Illegal hunting for leopard body parts could also be hurting wild populations. When researchers from Padjadjaran University in West Java and the University of Auckland in New Zealand interviewed residents of Girimukti village in 2016, they discovered that Javan leopard skins sell locally for about $140 to $425. Their bones, crushed and used for traditional medicinal purposes, go for around $18 per kilogram. And their tongues — dried, inserted into wood, and wrapped in Arabic-inscribed cloth — fetch $70 as religious amulets.

“Leopards are very good at surviving in human-dominated landscapes. Conservation efforts should therefore focus on ensuring that no animals are killed or caught, and maintaining healthy prey populations,” Meijaard said.

Despite being declared officially extinct in 2008, the legacy of the Javan tiger still looms large over Wibisono’s study. His team encountered many reports of local people convinced that tigers still roam the island.

There is a long history of killing big cats on Java. The seven Javan leopards and one Javan tiger photographed here were killed during Rampokan, a religious festival around 1900 where cats were encircled by lance-wielding warriors. If a cat escaped the circle, it was seen as a bad omen. Image via Wikimedia Commons (Public domain).

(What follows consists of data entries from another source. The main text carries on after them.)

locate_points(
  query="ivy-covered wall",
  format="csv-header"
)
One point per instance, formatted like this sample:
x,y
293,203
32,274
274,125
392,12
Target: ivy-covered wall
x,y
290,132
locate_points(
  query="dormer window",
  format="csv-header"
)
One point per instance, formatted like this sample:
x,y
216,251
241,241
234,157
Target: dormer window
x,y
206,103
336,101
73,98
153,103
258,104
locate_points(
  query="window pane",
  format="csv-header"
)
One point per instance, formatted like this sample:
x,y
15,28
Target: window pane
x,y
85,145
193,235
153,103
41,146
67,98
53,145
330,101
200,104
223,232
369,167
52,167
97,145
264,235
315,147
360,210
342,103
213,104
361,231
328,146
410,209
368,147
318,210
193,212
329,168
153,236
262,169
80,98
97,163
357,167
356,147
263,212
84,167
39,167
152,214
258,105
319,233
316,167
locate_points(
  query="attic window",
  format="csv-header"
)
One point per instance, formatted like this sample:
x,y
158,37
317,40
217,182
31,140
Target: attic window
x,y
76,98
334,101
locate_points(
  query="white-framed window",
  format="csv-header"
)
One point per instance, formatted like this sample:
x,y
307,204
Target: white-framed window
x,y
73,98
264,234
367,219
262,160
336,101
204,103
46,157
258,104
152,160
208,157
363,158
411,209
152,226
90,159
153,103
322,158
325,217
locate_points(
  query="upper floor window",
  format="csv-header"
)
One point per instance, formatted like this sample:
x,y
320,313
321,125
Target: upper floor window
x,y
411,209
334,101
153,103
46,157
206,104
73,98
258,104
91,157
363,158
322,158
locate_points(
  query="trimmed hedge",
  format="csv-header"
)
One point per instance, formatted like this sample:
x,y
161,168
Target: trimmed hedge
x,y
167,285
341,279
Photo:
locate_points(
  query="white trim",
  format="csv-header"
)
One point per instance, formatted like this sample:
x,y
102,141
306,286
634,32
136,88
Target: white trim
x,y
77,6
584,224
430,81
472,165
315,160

“They might have been confused between Javan tigers and Javan leopards,” Wibisono said, adding that some people might be reluctant to accept that the Javan tiger is indeed extinct.

Incidences of confusion between leopards and tigers are not uncommon. In 2017, a photo taken by rangers at Ujung Kulon National Park sparked viral speculation that Java’s tigers could be back from the dead. Closer inspection by scientists revealed the cat to be of the spotted and not the striped variety.

The extinction of the Javan tiger due to many of the same threats faced by its smaller cousin provides a cautionary tale for the Indonesian government. Action, fast and science-based, is required to save the island’s leopard from the tiger’s fate.

References

Wibisono, H. T., Wahyudi, H. A., Wilianto, E., Pinondang, I. M. R., Primajati, M., Liswanto, D., & Linkie, M. (2018). Identifying priority conservation landscapes and actions for the Critically Endangered Javan leopard in Indonesia: Conserving the last large carnivore in Java Island. PloS one, 13(6), e0198369.

Wilting, A., Patel, R., Pfestorf, H., Kern, C., Sultan, K., Ario, A., … & Fickel, J. (2016). Evolutionary history and conservation significance of the Javan leopard Panthera pardus melas. Journal of Zoology, 299(4), 239-250.

Partasasmita, R., Shanida, S. S., Iskandar, J., Megantara, E. N., Husodo, T., Parikesit., & Malone, N. (2016). Human-leopard conflict in Girimukti Village, Sukabumi, Indonesia. Biodiversitas : Journal of biological diversity, 17(2), 783- 790.